The data science team worked closely with clinicians, which included first author Souvik Sarkar, assistant professor in Gastroenterology and Hepatology, and Frederick Meyers, senior author and distinguished professor of Internal Medicine, Hematology and Oncology. Meyer is also director of the Center for Precision Medicine and Data Sciences.

The study is one of the first of its kind. Researchers trained machine-learning algorithms, which leveraged large datasets to make verifiable predictions.
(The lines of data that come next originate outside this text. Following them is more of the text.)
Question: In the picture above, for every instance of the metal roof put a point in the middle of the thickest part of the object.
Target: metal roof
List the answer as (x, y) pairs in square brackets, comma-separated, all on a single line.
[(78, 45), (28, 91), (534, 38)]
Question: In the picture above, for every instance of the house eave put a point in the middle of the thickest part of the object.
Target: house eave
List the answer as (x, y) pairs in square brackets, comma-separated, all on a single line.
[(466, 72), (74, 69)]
They tested nine different open-source algorithms and shortlisted five for further evaluation and model building. They then taught the shortlisted algorithms to run deidentified health data from 1,561 UC Davis Health MASLD patients, 227 of whom eventually developed HCC. Later, these top five algorithms were validated against data from 686 UC San Francisco patients, also through deidentified medical records,), with 176 getting diagnosed with HCC. An algorithm called Gradient Boosted Trees ultimately produced the prediction model with the greatest statistical accuracy, sensitivity and specificity.
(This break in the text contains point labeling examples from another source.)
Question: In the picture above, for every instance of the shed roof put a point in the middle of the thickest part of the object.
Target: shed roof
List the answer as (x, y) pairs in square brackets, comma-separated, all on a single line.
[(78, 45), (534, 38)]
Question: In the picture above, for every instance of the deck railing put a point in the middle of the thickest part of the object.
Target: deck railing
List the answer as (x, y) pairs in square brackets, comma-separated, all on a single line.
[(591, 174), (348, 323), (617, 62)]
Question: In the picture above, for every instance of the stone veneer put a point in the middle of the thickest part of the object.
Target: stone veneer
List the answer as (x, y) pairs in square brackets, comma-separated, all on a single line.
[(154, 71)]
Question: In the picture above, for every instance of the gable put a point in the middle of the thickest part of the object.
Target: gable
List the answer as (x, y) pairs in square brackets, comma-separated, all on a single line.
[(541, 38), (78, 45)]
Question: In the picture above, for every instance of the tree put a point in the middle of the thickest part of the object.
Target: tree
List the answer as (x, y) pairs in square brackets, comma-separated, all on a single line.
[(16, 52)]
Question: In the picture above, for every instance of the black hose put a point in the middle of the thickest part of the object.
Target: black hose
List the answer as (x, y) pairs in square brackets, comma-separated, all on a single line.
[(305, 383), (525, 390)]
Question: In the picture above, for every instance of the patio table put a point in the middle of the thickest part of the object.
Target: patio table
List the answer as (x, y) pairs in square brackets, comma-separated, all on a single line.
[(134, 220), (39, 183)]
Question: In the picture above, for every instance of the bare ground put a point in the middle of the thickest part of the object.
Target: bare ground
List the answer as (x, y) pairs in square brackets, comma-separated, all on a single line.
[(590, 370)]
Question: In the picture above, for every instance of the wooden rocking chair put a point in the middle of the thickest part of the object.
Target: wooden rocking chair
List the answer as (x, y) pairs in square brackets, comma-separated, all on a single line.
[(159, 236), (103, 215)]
The study confirmed that one of the most reliable markers for HCC risk is advanced liver fibrosis or scarring, characterized by high Fibrosis-4 Index (FIB-4) scores. However, the researchers also found four additional risk factors associated with liver function:  high cholesterol, hypertension, bilirubin and alkaline phosphatase (ALP), an enzyme that can indicate liver problems. A combination of those risk factors in one model helped predict HCC risk.

AI Shows High Accuracy

The team found there are multiple pathways to HCC, with high FIB-4 being the most obvious. In some cases, patients with low FIB-4 but high cholesterol, bilirubin and hypertension also developed HCC. Under current guidelines, these patients would not receive precautionary care.

“We got 92.12% accuracy when predicting which MASLD patients would develop HCC, which is very good for a pilot model,” Alurwar said. “Patients with low FIB-4 are typically considered low risk and do not get referred for further assessment. By showing which of these ‘low risk’ patients could develop HCC, we can get them referred for liver biopsies or imaging.”

While the team is proud its model, researchers, plan to advance their accuracy by incorporating more precise data, such as clinical notes. In doing so, they will tap another form of AI, called natural language processing, which translates written text into data. The team will also be testing Bedrock, Amazon’s generative AI platform. Eventually, a similar model could be incorporated into electronic health records, or a separate platform, to flag clinicians when MASLD patients face greater HCC risk.

“We believe we can improve the algorithm by incorporating the clinical notes and perhaps other information,” said Alurwar. “Embedding this data should create an even more powerful model that we can then test to see how it performs.”